The Government Printing Office is getting ready to open the doors to its second passport printing facility, which officials say will help boost production and allow printing to continue if something happened to the agency’s Washington, D.C., facility. The new passport printing center is expected to cost about $40 million and come online this spring, will be in the Stennis Space Center in southern Mississippi between Biloxi, Miss., and New Orleans. GPO, which has printed blank passports for the State Department since the 1920s, was asked by State to open a printing facility outside Washington. “In conjunction with our main facility in Washington, this new operation will help meet the growing need for passports and satisfy the security requirements of the post 9-11 world,” GPO’s Public Printer Robert Tapella said in a statement.
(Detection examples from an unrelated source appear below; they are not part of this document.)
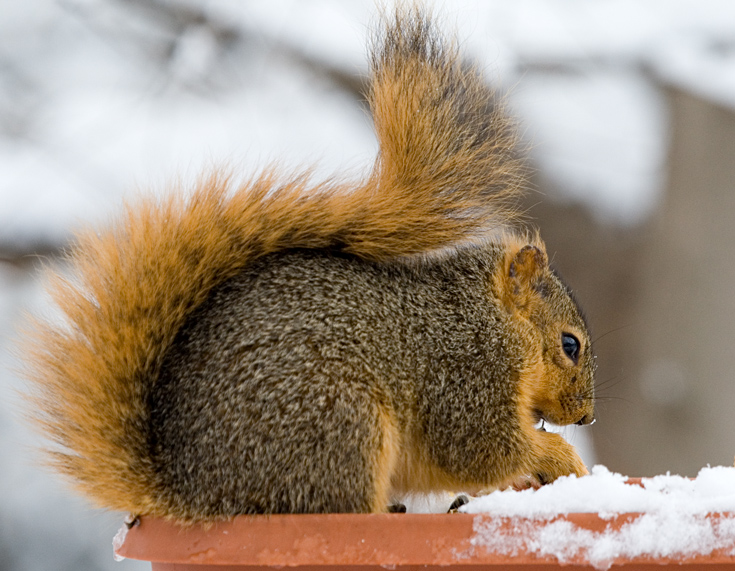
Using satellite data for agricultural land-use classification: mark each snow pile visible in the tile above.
[462,466,735,569]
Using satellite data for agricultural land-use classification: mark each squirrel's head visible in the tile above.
[497,240,595,425]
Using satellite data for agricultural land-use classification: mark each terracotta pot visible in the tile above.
[115,488,735,571]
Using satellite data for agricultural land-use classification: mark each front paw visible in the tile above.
[531,432,589,487]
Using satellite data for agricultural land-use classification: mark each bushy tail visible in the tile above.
[24,9,523,515]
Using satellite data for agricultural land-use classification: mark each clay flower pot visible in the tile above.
[115,488,735,571]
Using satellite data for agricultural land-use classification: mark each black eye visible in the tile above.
[561,333,579,365]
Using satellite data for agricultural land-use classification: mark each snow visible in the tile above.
[0,0,735,571]
[468,466,735,569]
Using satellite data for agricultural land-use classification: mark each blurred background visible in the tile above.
[0,0,735,570]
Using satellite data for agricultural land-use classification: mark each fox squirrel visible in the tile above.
[24,8,594,522]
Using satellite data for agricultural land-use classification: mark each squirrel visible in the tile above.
[28,7,595,523]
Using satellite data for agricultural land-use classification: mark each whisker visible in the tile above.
[590,323,634,345]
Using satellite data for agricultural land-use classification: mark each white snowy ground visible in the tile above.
[0,0,735,570]
[460,466,735,569]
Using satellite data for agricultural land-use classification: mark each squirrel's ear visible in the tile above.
[508,244,549,288]
[502,244,549,308]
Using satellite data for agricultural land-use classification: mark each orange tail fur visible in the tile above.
[24,9,523,515]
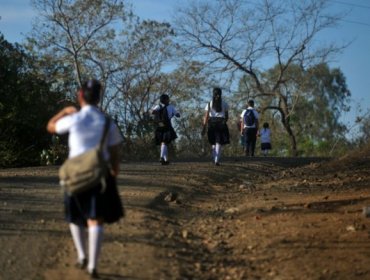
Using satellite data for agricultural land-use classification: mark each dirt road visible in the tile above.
[0,154,370,280]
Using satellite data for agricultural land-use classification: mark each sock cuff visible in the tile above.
[88,225,104,232]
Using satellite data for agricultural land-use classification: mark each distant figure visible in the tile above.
[151,94,180,165]
[258,122,271,156]
[240,100,259,157]
[202,88,230,166]
[47,80,124,278]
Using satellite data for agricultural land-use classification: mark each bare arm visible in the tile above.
[46,106,77,133]
[108,144,121,177]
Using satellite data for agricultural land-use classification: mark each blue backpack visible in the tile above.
[244,109,256,127]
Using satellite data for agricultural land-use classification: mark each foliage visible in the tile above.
[0,35,65,167]
[175,0,341,155]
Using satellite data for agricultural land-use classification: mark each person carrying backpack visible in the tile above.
[202,88,230,166]
[240,100,259,157]
[258,122,271,157]
[151,94,180,165]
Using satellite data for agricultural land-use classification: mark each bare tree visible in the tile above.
[175,0,346,155]
[28,0,173,150]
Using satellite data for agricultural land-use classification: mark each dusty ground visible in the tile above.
[0,149,370,280]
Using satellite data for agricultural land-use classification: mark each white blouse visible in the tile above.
[55,105,122,160]
[204,100,229,118]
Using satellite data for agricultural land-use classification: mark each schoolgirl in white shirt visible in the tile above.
[47,80,124,278]
[203,88,230,166]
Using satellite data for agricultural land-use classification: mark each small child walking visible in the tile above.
[152,94,180,165]
[259,122,271,157]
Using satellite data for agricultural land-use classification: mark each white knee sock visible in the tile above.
[161,143,168,161]
[69,223,86,261]
[87,225,104,271]
[215,143,222,162]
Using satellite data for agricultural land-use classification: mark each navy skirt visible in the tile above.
[64,173,124,226]
[261,143,271,150]
[207,118,230,145]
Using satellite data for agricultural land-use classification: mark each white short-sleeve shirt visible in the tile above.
[240,107,259,128]
[55,105,122,160]
[152,104,178,119]
[260,128,271,143]
[204,100,229,118]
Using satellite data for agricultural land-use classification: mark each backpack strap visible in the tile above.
[99,116,110,151]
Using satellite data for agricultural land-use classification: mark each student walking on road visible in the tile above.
[258,122,271,156]
[203,88,230,166]
[151,94,180,165]
[47,80,124,278]
[240,100,259,157]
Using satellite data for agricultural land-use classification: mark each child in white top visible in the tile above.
[259,122,271,156]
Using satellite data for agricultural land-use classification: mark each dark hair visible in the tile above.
[212,87,222,112]
[82,79,101,105]
[159,94,170,105]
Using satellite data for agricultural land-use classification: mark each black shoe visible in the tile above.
[75,259,87,269]
[88,268,99,279]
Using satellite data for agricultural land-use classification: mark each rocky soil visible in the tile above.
[0,145,370,280]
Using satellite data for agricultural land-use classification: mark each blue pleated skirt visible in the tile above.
[64,174,124,226]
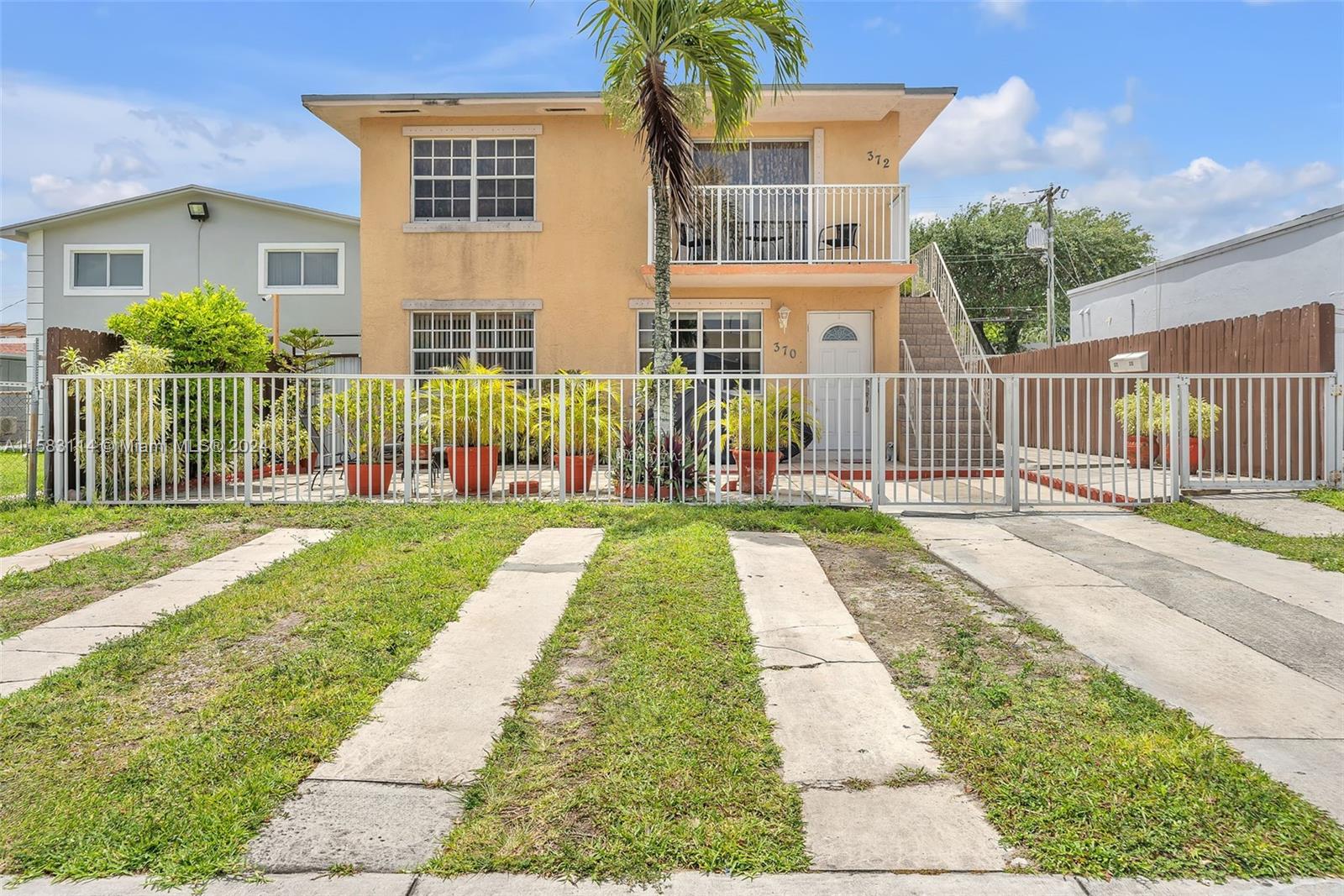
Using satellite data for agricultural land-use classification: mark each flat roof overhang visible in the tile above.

Officials said the space center was a good site because of its high level of security. Stephen LeBlanc, GPO’s managing director of Security and Intelligent Documents, noted that the NASA base is home to 30 agencies and the new GPO facility will basically be surrounded by 15 miles of security. GPO is in the process of hiring 50 employees to work there, with a majority of them from the local labor market, in addition to several employees who agreed to move from Washington.LeBlanc said that in addition to providing a backup production facility for continuity-of-operations planning the facility will also boost production capability overall. He added that the government had recovered from last year’s passport request backlog that was spurred by the new requirements of the Western Hemisphere Travel Initiative for U.S. citizens traveling abroad. GPO says it plans to print 20 million passports in fiscal 2008, consistent with the 20 million it printed in 2007. It printed 13 million in fiscal 2006.